Understanding this point full well, Riek and his lieutenants have floated the idea of sequestering oil revenues so that they do not reach Juba; in turn, Khartoum would presumably enjoy the same revenues as before under such an arrangement, and would thus make the regime an ally of Riek and his forces, either de facto or by formal agreement. As Riek himself declared in an interview with Sudan Tribune (London, December 23, 2013):
South Sudan's former vice-president, Riek Machar, says forces under his command will divert oil revenues accrued from the country's oil wells, days after his troops seized control of much of the new nation's oilfields. In an exclusive interview with Sudan Tribune on Monday, Machar revealed a plan to halt oil revenue remittances to Juba. He said no money would go to the government in Juba, explaining that his group plans to divert oil revenues and deal directly with Sudan in implementing the September 2012 cooperation agreements, as they are in control of the concerned states.
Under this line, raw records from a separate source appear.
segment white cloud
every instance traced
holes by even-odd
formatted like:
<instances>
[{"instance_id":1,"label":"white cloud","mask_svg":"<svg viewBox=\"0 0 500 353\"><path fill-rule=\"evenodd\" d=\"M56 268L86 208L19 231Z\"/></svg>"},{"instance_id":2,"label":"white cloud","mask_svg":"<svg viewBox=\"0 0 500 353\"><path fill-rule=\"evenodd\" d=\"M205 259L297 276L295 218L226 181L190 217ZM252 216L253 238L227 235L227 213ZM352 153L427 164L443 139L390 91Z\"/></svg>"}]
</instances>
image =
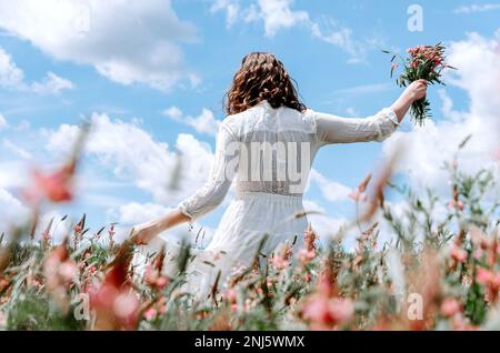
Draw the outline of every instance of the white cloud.
<instances>
[{"instance_id":1,"label":"white cloud","mask_svg":"<svg viewBox=\"0 0 500 353\"><path fill-rule=\"evenodd\" d=\"M31 89L36 93L58 93L62 90L73 89L73 83L67 79L57 75L53 72L48 72L46 79L42 82L34 82L31 84Z\"/></svg>"},{"instance_id":2,"label":"white cloud","mask_svg":"<svg viewBox=\"0 0 500 353\"><path fill-rule=\"evenodd\" d=\"M410 142L399 171L408 173L413 186L430 186L448 195L448 178L440 167L452 159L466 137L472 134L459 154L462 170L473 173L496 163L500 140L499 42L471 33L466 40L451 43L449 62L459 70L449 74L447 81L468 93L468 110L453 111L451 99L446 91L441 92L448 117L439 121L429 119L424 127L413 127L410 132L398 131L383 144L384 153L390 153L398 148L398 139Z\"/></svg>"},{"instance_id":3,"label":"white cloud","mask_svg":"<svg viewBox=\"0 0 500 353\"><path fill-rule=\"evenodd\" d=\"M24 73L12 61L12 57L0 47L0 85L12 89L23 85Z\"/></svg>"},{"instance_id":4,"label":"white cloud","mask_svg":"<svg viewBox=\"0 0 500 353\"><path fill-rule=\"evenodd\" d=\"M234 0L216 0L210 8L210 12L219 11L226 12L226 26L230 28L238 20L241 8Z\"/></svg>"},{"instance_id":5,"label":"white cloud","mask_svg":"<svg viewBox=\"0 0 500 353\"><path fill-rule=\"evenodd\" d=\"M181 79L198 81L178 46L194 41L196 28L170 0L0 0L0 28L122 84L167 91Z\"/></svg>"},{"instance_id":6,"label":"white cloud","mask_svg":"<svg viewBox=\"0 0 500 353\"><path fill-rule=\"evenodd\" d=\"M308 23L309 13L291 10L292 2L292 0L259 0L259 7L251 7L246 20L263 21L264 33L268 37L273 37L281 29Z\"/></svg>"},{"instance_id":7,"label":"white cloud","mask_svg":"<svg viewBox=\"0 0 500 353\"><path fill-rule=\"evenodd\" d=\"M348 200L349 193L352 191L350 188L330 180L312 169L310 172L310 182L316 182L321 190L323 198L330 202Z\"/></svg>"},{"instance_id":8,"label":"white cloud","mask_svg":"<svg viewBox=\"0 0 500 353\"><path fill-rule=\"evenodd\" d=\"M10 152L14 153L16 155L20 157L23 160L29 160L32 158L31 153L24 150L23 148L14 144L9 139L3 139L2 143L3 148L9 150Z\"/></svg>"},{"instance_id":9,"label":"white cloud","mask_svg":"<svg viewBox=\"0 0 500 353\"><path fill-rule=\"evenodd\" d=\"M57 94L62 90L72 89L73 84L50 71L47 72L42 81L27 83L24 72L18 68L12 57L0 47L0 87L39 94Z\"/></svg>"},{"instance_id":10,"label":"white cloud","mask_svg":"<svg viewBox=\"0 0 500 353\"><path fill-rule=\"evenodd\" d=\"M7 123L6 117L0 113L0 130L7 129L9 124Z\"/></svg>"},{"instance_id":11,"label":"white cloud","mask_svg":"<svg viewBox=\"0 0 500 353\"><path fill-rule=\"evenodd\" d=\"M477 12L487 12L487 11L494 11L500 10L500 3L473 3L469 6L463 6L460 8L457 8L453 10L454 13L477 13Z\"/></svg>"},{"instance_id":12,"label":"white cloud","mask_svg":"<svg viewBox=\"0 0 500 353\"><path fill-rule=\"evenodd\" d=\"M179 108L170 107L163 111L163 115L189 125L199 133L216 135L219 130L220 121L217 120L213 112L207 108L203 108L198 117L184 117Z\"/></svg>"},{"instance_id":13,"label":"white cloud","mask_svg":"<svg viewBox=\"0 0 500 353\"><path fill-rule=\"evenodd\" d=\"M373 37L367 40L353 38L352 30L341 27L330 19L326 23L311 20L309 12L293 10L293 0L256 0L243 7L240 0L217 0L211 12L226 12L226 24L232 27L238 20L247 23L262 23L264 34L274 37L279 31L302 26L311 36L336 46L347 52L350 63L364 62L369 50L381 47L381 40Z\"/></svg>"},{"instance_id":14,"label":"white cloud","mask_svg":"<svg viewBox=\"0 0 500 353\"><path fill-rule=\"evenodd\" d=\"M362 84L356 85L347 89L337 90L334 94L371 94L389 91L392 89L392 84L390 83L372 83L372 84Z\"/></svg>"},{"instance_id":15,"label":"white cloud","mask_svg":"<svg viewBox=\"0 0 500 353\"><path fill-rule=\"evenodd\" d=\"M348 220L342 216L331 216L324 208L312 200L303 200L302 203L306 212L319 212L309 214L308 220L323 241L336 235L340 228L348 222Z\"/></svg>"},{"instance_id":16,"label":"white cloud","mask_svg":"<svg viewBox=\"0 0 500 353\"><path fill-rule=\"evenodd\" d=\"M9 191L0 186L0 233L10 226L21 225L29 219L30 211Z\"/></svg>"},{"instance_id":17,"label":"white cloud","mask_svg":"<svg viewBox=\"0 0 500 353\"><path fill-rule=\"evenodd\" d=\"M179 134L174 149L157 142L137 122L111 120L107 114L92 114L92 129L86 153L94 155L120 180L149 192L157 202L178 202L190 195L208 179L213 163L210 147L190 134ZM80 129L62 124L56 131L44 130L50 152L68 152ZM176 151L181 154L180 164ZM186 162L183 162L186 161ZM171 189L174 171L181 174L177 189Z\"/></svg>"}]
</instances>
In understanding why Khartoum might agree to such a dangerous arrangement we must remember just how desperate the economic situation is in (northern) Sudan, which now rightly fears for its very survival. With inflation poised to skyrocket even further (the real, as opposed to "official," rate is already well above 50 percent), high unemployment and under-employment, a national currency in free-fall, conspicuous and widespread corruption, and too many sons coming back in body bags, the angry demonstrations of September and October could reappear at any time, as economic hardships only grow. A "solution"--one that might well appeal to those elements in the regime that continue to think the CPA gave away too much to the South--would be a military intervention on Riek's behalf in Unity State. The point would be to seize the most productive oil regions in northern Unity, in a military alliance with Riek's forces, and subsequently make a deal on governance and revenue-sharing.
Riek will certainly feel free to make a better offer than Khartoum now receives from Juba. His forces are probably strongest in Unity, where his own Nuer people are the largest ethnic group. But Machar clearly includes Upper Nile (as well as Jonglei) in his plans. And what are the assurances that this revenue will not simply be appropriated by Riek in his return to the existence of a pampered, excessively remunerated warlord? "'We will establish an extra account to which the oil revenues will be remitted for the economic interest of the people of South Sudan'" (Sudan Tribune, December 23). This is simply preposterous.
In assessing what Khartoum makes of this overture--and it may be this deliberation that prevents Riek from committing to a ceasefire--it is important to realize that the most militaristic and "anti-South" elements predominate in the regime, especially on decisions about war and peace (it was this security cabal that demanded President Omar al-Bashir renege on the agreement of June 2011 to negotiate a peace in South Kordofan, an agreement signed by senior regime official Nafie Ali Nafie). Regard for international opinion among these brutal men is minimal.
So even as we may be sure that the international community will vehemently condemn the regime if it should make an arrangement with Riek in order to secure continued oil revenues (under cover of providing "regional protection"), this is not likely to make much difference. The regime has endured decades of opprobrium without appropriate consequences for its war-making and massive atrocity crimes. These génocidaires believe there is nothing to worry about so long as they retain a monopoly on national wealth and power, both of which are threatened by an economic collapse whose scale they seem not fully to comprehend.
Perhaps Riek's confidence that an agreement with Khartoum could somehow be fashioned is wholly factitious. But such a scheme does represent a way that Riek might survive long enough to watch as fighting continues in South Sudan, weakening the country sufficiently that his political and military equities become adequate to make him a "peace broker," thereby ensuring himself a central role in any new government replacing that of Salva Kiir.